In the Nokia survey, 51 percent of CSPs ranked IT-facing open APIs as a critical NaaS investment. Companies are increasingly recognizing that a big plus of this openness is it makes diversifying the business much easier by replicating services or service templates across different verticals.

“As you standardize and begin to expose the business functions or capabilities via open APIs, you can start to grow your business by moving into adjacent industries,” says George Glass, Chief Technology Officer at TM Forum.

Taking self-service out of the walled garden

The openness provided by APIs, supported by high levels of automation, plays a huge part in delivering exceptional self-service NaaS interactions. And that starts by being alert to what the customer wants.

“CSPs should strive to make consuming NaaS as easy as it is to get compute resources from public cloud providers”

TL Viswanathan, Nokia

The Nokia survey found that while most CSPs plan to offer NaaS through a branded self-service web portal, only 23 percent of enterprises would prefer that channel. CSPs need to think of self-service not in terms of building a “walled garden” of their own, but instead about making their capabilities easy to integrate into their customers’ purchasing channel of choice (including partners’ portals) via open APIs. 

“CSPs should strive to make consuming NaaS as easy as it is to get cloud compute resources from public cloud providers,” says TL Viswanathan, Nokia Head of Digital Operations. “But most aren’t yet able to deliver that kind of experience.
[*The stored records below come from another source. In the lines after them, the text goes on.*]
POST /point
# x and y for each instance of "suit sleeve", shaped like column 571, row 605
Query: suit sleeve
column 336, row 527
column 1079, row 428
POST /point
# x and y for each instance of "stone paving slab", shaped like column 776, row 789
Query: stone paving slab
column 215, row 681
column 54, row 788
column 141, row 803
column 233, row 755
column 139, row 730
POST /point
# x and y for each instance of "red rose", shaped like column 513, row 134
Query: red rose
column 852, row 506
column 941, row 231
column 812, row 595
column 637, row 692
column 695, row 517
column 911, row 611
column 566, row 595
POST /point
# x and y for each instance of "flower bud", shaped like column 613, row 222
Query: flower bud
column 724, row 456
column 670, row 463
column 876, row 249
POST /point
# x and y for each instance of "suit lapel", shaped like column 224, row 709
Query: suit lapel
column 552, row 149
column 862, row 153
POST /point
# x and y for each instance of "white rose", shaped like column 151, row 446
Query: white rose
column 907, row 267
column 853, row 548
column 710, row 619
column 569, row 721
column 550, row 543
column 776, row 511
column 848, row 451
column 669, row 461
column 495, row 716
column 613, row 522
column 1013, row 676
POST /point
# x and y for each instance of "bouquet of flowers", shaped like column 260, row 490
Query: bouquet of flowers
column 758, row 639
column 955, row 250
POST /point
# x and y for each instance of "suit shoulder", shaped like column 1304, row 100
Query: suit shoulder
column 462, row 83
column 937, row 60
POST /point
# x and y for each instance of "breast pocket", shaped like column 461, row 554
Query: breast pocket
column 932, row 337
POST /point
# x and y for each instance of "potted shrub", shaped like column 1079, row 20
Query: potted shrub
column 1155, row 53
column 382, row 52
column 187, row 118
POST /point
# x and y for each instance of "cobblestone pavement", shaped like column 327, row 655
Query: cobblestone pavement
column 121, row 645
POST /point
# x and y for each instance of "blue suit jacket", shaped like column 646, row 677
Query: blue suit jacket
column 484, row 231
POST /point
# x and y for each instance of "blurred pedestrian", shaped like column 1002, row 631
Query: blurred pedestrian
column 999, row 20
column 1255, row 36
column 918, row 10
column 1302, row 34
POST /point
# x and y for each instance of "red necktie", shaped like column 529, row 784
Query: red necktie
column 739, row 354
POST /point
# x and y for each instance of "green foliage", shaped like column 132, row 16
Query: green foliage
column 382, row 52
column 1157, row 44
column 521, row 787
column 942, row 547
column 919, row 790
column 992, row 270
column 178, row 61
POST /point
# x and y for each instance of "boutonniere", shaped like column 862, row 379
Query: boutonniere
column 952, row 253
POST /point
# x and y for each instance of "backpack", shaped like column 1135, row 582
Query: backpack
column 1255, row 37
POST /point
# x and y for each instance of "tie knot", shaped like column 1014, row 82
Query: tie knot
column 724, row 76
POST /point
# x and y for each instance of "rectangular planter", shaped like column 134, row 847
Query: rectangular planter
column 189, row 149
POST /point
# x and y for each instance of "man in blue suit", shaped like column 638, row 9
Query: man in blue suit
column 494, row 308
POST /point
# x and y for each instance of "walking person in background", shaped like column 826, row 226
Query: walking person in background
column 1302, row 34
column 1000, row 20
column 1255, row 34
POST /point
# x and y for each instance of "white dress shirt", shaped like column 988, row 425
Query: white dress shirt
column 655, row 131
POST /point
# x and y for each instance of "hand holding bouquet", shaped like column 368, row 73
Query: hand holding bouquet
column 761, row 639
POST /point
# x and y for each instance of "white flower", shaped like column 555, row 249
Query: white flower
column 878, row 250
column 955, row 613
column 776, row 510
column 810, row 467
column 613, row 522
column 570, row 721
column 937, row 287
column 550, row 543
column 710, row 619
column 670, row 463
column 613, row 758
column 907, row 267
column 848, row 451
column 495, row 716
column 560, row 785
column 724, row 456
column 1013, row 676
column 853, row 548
It’s going to be a big change in the way CSPs do business.”

Enterprise respondents to the Nokia survey said a ‘lack of support or maintenance by their CSP’ was a big barrier preventing them from purchasing NaaS, yet just nine percent of CSPs ranked customer care as a critical investment area for NaaS. That seems to signal a need on the part of CSPs to rethink how they make themselves accessible to their customers and handle queries and requests.

A simpler approach to monetization

Automation also plays a vital role in the charging, billing, rating and account/balance management capabilities that will be key to enabling NaaS. The challenge for CSPs is to make those processes as easy as possible for customers — which many recognize as an issue to address, with 44 percent of CSP respondents to the Nokia survey noting the need to beef up their investments in this area. 

Simplifying charging and billing while building in the real-time flexibility for enterprise-focused NaaS offerings requires dynamic charging algorithms that can bill enterprises according to feature sets, key performance indicators, resource availability and other measurable parameters agreed on in advance. Those algorithms themselves can’t be too complex, either: too many options or an opaque billing process could put a damper on NaaS adoption. 

The solution is to create a monetization suite that features a catalogue of available functions. Those functions can then be mapped to and aligned with various services defined and managed in the CSP’s service catalogue. When a service is ordered, the corresponding functions are automatically attached to it. 

When charging analytics are integrated with external service analytics and intelligence — and exposed to business and product management and ecosystems through open APIs — the charging for those functions can be updated dynamically and automatically as needed.      

The returns will be worth the effort

Investing in NaaS-enabling technologies and capabilities is just the beginning of the story for CSPs. Bringing the full business potential of NaaS to life will require a certain level of maturity with these technologies and the webscale way of thinking. 

For some CSPs, that digital transformation journey may still have miles to go, but the investments they’ve already made in the cloud and automation are heading in the right direction. And with IDC estimating the total value of the NaaS market at $15 billion by 2025, the investment stands to pay off in a big way.

Of course, understanding the technical enablers of NaaS is just piece of the puzzle. CSPs also need to carefully identify the services and use cases they plan to deliver to ensure they align with enterprise needs and demand.